This is a problem from Lee smooth manifolds, 17-13: Let $\mathbb{T}^2 = \mathbb{S}^1 \times \mathbb{S}^1$ be the 2-torus. Consider the two maps $:f,g:\mathbb{T}^2 \rightarrow \mathbb{T}^2$ given by $f(w,z)=(w,z)$ and $g(w,z)=(z,\bar{w})$. Show that $f$ and $g$ have the same degree but are not homotopic.
I want to prove this using induced map on the first de Rham cohomology group as suggested by Lee. So clearly $f$ induces identity map on $H^1_{dR}(\mathbb{T^2})$. I want to prove $g$ doesn't induce the identity map. How should I do this?
If you don't like the fundamental group and insist on using the suggested approach, I think the following works: Give $\mathbb{S}^1 \backslash \{i\} \times \mathbb{S}^1 \backslash \{i\}$ the coordinates $(s,t)$ via stereographic projection. We wish to find an exact $1$-form $\omega \in \Omega^1(\mathbb{S}^1\times \mathbb{S}^1)$ such that $g^*(\omega)$ is not cohomologous to $\omega$.

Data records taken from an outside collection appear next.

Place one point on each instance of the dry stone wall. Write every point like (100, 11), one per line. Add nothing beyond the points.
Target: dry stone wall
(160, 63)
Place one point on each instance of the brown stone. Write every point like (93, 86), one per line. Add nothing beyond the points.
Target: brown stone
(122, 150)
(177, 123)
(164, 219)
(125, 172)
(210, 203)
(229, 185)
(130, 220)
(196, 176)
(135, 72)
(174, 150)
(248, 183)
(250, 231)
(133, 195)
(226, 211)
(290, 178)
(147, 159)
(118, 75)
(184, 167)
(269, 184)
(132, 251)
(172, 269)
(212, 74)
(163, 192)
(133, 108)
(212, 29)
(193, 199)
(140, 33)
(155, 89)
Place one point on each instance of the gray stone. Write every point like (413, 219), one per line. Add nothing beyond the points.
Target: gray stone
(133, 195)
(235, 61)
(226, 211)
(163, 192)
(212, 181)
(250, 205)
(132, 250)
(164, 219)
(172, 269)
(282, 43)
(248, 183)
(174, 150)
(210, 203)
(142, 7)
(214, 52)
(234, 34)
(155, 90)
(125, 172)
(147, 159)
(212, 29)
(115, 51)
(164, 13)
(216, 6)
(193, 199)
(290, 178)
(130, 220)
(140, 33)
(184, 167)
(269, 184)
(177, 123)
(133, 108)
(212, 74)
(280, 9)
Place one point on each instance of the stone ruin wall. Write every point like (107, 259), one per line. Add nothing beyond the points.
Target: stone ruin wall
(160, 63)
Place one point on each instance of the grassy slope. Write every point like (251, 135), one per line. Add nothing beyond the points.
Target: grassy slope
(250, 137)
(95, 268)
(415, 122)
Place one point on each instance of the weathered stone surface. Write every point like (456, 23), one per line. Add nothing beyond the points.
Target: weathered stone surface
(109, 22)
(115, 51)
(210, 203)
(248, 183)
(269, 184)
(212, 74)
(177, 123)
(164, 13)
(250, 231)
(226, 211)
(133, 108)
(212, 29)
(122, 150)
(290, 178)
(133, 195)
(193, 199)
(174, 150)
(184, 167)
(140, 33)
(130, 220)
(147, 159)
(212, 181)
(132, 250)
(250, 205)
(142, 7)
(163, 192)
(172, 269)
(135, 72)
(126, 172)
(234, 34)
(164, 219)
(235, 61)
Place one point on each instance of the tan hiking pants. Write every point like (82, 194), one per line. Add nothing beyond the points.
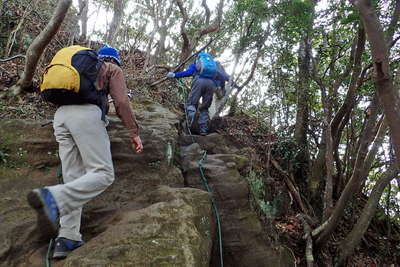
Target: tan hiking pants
(87, 168)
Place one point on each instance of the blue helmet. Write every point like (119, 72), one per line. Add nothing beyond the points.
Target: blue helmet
(109, 52)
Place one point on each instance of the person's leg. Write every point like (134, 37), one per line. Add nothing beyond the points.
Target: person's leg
(72, 168)
(91, 138)
(193, 101)
(208, 89)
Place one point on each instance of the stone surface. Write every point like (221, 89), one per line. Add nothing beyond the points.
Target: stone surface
(158, 211)
(146, 209)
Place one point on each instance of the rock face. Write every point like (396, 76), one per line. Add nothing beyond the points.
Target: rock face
(243, 239)
(146, 218)
(155, 214)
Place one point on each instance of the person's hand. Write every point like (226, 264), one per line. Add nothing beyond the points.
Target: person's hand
(137, 144)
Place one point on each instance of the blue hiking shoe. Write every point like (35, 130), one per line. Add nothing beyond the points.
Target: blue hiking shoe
(48, 215)
(64, 246)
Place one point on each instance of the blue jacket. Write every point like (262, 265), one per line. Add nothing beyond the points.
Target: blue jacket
(192, 71)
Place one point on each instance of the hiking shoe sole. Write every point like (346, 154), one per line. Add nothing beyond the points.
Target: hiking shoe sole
(47, 227)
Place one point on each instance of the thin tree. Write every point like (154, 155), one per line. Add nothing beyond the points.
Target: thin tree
(38, 45)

Consider $\omega = e^{-(st)^2}(sdt+tds)$. Then $d\omega =0$, so this is exact, and it represents a form on all of $\mathbb{S}^1 \times \mathbb{S}^1$ (recall that under the transition maps to the stereographic projections on $\mathbb{S}^1 \backslash \{-i\}$, $t \mapsto \frac{1}{t}$ and $s \mapsto \frac{1}{s}$, and note that $x^{-n}e^{-\frac{1}{x^2}}$ extends smoothly from $\mathbb{R} \backslash \{0\}$ to $\mathbb{R}$). Since $s \circ g =s$, $t \circ g = \frac{1}{t}$ (check this is what complex conjugation does under the stereographic projection relative to $i$), we have $g^*(\omega) = e^{-(\frac{s}{t})^2}(-\frac{s}{t^2}dt+\frac{1}{t}ds)$.

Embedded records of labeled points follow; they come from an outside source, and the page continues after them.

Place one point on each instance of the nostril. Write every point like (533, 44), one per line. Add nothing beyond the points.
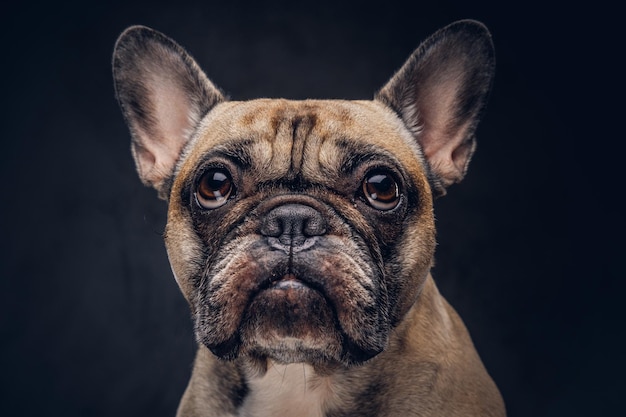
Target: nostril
(314, 226)
(292, 224)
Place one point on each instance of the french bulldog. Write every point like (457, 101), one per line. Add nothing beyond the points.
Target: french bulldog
(302, 234)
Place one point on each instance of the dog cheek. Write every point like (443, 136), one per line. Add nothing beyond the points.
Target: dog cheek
(185, 254)
(408, 265)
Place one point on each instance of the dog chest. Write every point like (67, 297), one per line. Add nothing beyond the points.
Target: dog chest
(287, 390)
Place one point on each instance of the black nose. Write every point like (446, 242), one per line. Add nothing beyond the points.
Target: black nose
(293, 227)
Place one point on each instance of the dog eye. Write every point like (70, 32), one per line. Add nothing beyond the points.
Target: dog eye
(381, 190)
(214, 188)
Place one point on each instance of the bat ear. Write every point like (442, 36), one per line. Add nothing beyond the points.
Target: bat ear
(163, 95)
(440, 92)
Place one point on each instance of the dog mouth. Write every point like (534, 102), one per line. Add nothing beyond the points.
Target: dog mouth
(317, 306)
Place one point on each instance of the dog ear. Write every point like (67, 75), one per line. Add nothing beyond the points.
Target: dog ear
(163, 95)
(440, 93)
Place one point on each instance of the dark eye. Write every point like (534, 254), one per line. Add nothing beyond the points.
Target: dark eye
(381, 190)
(214, 188)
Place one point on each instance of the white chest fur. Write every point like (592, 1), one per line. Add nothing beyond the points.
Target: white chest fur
(288, 391)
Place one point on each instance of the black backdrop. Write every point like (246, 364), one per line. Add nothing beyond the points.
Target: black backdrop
(91, 320)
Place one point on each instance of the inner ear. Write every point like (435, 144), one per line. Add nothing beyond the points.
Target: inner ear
(163, 95)
(440, 92)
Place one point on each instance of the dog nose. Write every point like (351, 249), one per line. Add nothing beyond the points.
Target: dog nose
(293, 227)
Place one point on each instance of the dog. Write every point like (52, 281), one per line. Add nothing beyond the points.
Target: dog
(302, 233)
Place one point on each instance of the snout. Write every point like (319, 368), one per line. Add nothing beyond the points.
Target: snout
(293, 228)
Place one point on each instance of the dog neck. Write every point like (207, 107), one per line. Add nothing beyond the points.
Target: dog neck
(288, 390)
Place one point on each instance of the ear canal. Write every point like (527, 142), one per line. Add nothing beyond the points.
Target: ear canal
(163, 95)
(440, 93)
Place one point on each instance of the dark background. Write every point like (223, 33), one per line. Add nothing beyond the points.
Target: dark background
(91, 320)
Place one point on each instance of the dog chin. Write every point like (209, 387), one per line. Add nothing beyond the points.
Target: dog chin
(292, 322)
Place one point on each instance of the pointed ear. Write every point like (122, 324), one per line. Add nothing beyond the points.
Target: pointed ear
(440, 93)
(163, 95)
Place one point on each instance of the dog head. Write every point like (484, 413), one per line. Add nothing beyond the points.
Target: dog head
(302, 231)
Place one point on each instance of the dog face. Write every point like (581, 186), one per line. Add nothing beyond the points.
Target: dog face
(302, 231)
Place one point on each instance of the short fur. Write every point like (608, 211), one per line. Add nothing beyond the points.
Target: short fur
(311, 294)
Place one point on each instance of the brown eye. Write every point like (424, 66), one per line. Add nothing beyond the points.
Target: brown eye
(214, 188)
(381, 190)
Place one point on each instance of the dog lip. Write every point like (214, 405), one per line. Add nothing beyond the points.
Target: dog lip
(288, 281)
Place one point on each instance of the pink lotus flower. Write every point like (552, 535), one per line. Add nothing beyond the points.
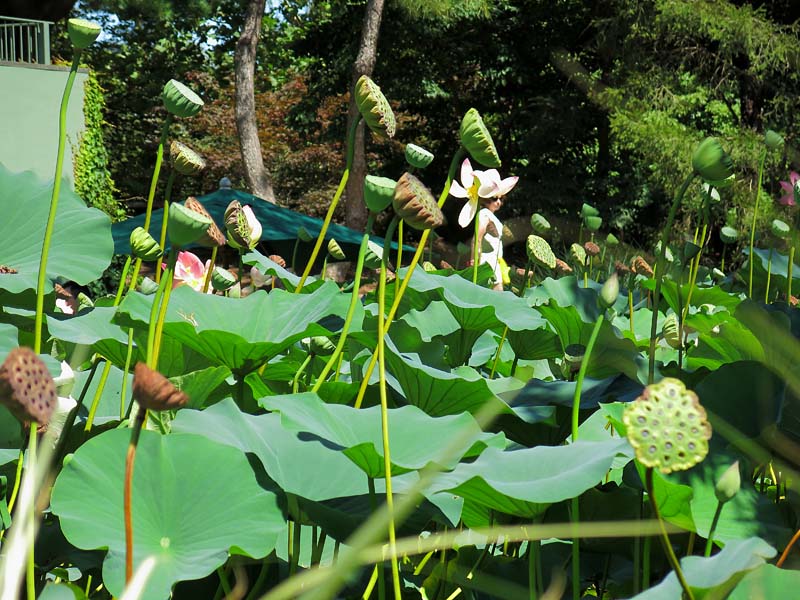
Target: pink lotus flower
(791, 188)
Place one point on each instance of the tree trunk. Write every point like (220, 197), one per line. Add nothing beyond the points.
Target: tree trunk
(256, 174)
(356, 211)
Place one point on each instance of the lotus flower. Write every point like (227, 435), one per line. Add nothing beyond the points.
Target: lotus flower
(791, 188)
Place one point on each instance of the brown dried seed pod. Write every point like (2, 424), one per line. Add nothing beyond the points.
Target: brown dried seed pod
(26, 387)
(153, 391)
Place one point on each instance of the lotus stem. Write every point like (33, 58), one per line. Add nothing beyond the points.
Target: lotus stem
(659, 274)
(342, 183)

Now, note that $d(\int_0^{st}e^{-r^2}dr) = e^{-(st)^2}(sdt+tds)$ as forms on $\mathbb{R}^2$, but $\int_0^{st} e^{-r^2}dr$ does not extend to a smooth function on all of $\mathbb{S}^1 \times \mathbb{S}^1$, since when one fixes $t = \infty$ (i.e., the we consider the circle $\mathbb{S}^1 \times \{i\}$) the function is $\frac{\sqrt{\pi}}{2}$ everywhere except at $s=0$ (the point $(-i,i)$), where it is $0$. This shows $\omega$ is not closed. We can do a similar analysis with $\int_{0}^{\frac{s}{t}} e^{-r^2} dr$ to see that $g^*(\omega)$ is not closed (indeed, precisely the same computation applies after a change of coordinates to the stereographic projections on $\mathbb{S}^1 \backslash \{i\} \times \mathbb{S}^1 \backslash \{-i\}$), and more importantly that $g^*(\omega)-\omega$ is not closed, so $[g^*(\omega)] \neq [\omega]$ in $H^1(\mathbb{T}^2)$.